L’ennemi avait reculé derrière la rivière. Un rapport d’agent anglais signalait qu’il « devait retirer des troupes du Nord pour renforcer l’attaque sur Ypres. » Et, de fait, les Allemands semblent abandonner tout espoir sur le Bas-Yser ; le 3, les Belges leur reprennent Lombartzyde. Nos ennemis sentaient bien que, sur l’Yser, la partie était perdue. « Notre empire est sur l’eau, » avait dit un jour leur Empereur, on se répétait le mot avec une ironie légitime. Cette mer dont les incursions, jadis, faisaient pour les gens du Noordland une ennemie, on l’avait appelée en alliée contre un fléau mille fois pire. Maintenant, elle s’étendait, teinte de sang allemand, entre l’armée belge échelonnée derrière la chaussée, — pour combien de mois, d’années, — et les ennemis déçus, furieux.

Cependant, sur la rive droite même, comme une presqu’île, le redan de Dixmude tenait bon. Un fier marin maintenait les drapeaux des deux nations, comme au-dessus d’un cuirassé battu par le flot. Les fusiliers, qui parfois s’étaient étonnés du sort qui les faisaient terriens, souriaient de voir la mer revenir à eux, vieille connaissance qui maintenant les aidait à braver « le Boche. »
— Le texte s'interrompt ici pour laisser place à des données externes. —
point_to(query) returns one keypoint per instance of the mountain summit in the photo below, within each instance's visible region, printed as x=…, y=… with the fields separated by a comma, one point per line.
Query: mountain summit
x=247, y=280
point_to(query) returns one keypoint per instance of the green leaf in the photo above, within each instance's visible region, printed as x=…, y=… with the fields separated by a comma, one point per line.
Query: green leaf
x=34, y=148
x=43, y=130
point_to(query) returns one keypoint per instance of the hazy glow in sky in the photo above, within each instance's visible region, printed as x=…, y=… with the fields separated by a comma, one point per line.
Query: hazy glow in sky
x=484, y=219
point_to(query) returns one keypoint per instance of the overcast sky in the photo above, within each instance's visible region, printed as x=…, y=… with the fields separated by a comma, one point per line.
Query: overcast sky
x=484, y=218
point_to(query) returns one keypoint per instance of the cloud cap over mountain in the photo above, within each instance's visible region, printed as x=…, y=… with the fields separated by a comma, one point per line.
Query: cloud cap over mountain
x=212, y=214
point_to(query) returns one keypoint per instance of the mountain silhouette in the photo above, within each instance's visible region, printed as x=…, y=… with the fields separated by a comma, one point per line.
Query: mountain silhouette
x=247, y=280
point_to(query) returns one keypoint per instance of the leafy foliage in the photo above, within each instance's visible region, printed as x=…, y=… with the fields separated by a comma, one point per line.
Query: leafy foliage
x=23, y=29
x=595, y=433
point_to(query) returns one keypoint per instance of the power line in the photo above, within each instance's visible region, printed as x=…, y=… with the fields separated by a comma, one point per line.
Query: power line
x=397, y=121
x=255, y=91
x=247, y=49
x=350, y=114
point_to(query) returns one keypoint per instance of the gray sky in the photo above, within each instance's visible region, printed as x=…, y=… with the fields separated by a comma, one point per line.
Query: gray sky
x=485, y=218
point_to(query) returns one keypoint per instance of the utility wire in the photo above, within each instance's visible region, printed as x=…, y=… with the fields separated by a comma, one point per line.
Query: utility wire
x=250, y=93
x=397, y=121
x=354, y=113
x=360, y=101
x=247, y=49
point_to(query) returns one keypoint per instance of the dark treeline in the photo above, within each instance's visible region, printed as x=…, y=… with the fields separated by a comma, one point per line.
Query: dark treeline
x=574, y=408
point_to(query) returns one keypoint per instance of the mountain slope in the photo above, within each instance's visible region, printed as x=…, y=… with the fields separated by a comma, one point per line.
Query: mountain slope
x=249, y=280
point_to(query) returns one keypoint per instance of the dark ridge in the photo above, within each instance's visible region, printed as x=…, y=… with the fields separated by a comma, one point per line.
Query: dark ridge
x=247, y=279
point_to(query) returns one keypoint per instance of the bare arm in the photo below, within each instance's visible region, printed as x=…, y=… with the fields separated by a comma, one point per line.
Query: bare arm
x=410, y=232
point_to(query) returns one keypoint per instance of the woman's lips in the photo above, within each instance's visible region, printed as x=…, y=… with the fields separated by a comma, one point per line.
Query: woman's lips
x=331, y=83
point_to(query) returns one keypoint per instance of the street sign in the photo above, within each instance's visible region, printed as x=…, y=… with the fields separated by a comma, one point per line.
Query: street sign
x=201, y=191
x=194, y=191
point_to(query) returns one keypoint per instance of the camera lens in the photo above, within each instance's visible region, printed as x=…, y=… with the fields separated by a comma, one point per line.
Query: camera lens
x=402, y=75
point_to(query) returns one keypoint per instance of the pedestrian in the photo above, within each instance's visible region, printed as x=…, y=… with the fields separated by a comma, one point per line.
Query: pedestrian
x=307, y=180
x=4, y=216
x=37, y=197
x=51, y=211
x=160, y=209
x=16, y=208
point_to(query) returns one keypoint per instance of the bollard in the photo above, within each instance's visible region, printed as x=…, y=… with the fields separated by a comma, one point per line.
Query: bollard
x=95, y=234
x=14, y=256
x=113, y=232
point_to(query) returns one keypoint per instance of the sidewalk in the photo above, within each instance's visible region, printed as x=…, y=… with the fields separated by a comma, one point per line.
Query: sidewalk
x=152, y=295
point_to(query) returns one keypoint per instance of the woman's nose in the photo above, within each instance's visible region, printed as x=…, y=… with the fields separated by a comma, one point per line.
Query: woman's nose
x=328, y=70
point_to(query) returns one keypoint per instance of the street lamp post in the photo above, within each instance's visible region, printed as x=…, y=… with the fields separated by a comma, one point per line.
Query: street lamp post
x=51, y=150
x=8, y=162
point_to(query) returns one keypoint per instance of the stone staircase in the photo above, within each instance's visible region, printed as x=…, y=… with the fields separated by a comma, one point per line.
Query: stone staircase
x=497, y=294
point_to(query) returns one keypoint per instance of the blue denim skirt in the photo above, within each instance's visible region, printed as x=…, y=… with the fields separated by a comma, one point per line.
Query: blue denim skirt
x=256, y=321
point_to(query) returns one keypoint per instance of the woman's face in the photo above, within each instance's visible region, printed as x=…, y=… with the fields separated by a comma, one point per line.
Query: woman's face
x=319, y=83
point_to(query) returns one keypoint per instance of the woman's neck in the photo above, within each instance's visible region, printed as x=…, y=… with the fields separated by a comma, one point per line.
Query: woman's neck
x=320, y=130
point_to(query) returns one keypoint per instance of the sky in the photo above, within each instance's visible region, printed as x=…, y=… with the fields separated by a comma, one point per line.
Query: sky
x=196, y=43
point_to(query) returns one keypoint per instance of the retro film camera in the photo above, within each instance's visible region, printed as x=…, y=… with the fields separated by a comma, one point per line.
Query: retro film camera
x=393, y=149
C’est contre ce redan insolemment avancé que l’Allemand allait s’acharner, tandis qu’il s’efforcerait, nous l’allons voir, de chercher plus au Sud l’accès des ports de la Manche. Il le fallait bien ; il n’était plus permis, ricanaient en 1672, après l’ouverture des écluses, les soldats de Guillaume d’Orange, il n’était plus permis au grand Roi Louis « que de faire les sièges que les eaux et les marées permettraient. » On en pouvait dire autant de Guillaume II le 1er novembre 1914. Ypres après Dixmude allait subir ses assauts. Mais Dixmude, hier droite de la bataille de l’Yser, devient gauche de la bataille d’Ypres. Celle-ci bat déjà son plein. Et il nous faut, avec les deux armées, glisser vers le Sud.

Le premier acte du drame était clos. L’Allemand n’avait pu saisir sa première proie.


LOUIS MADELIN.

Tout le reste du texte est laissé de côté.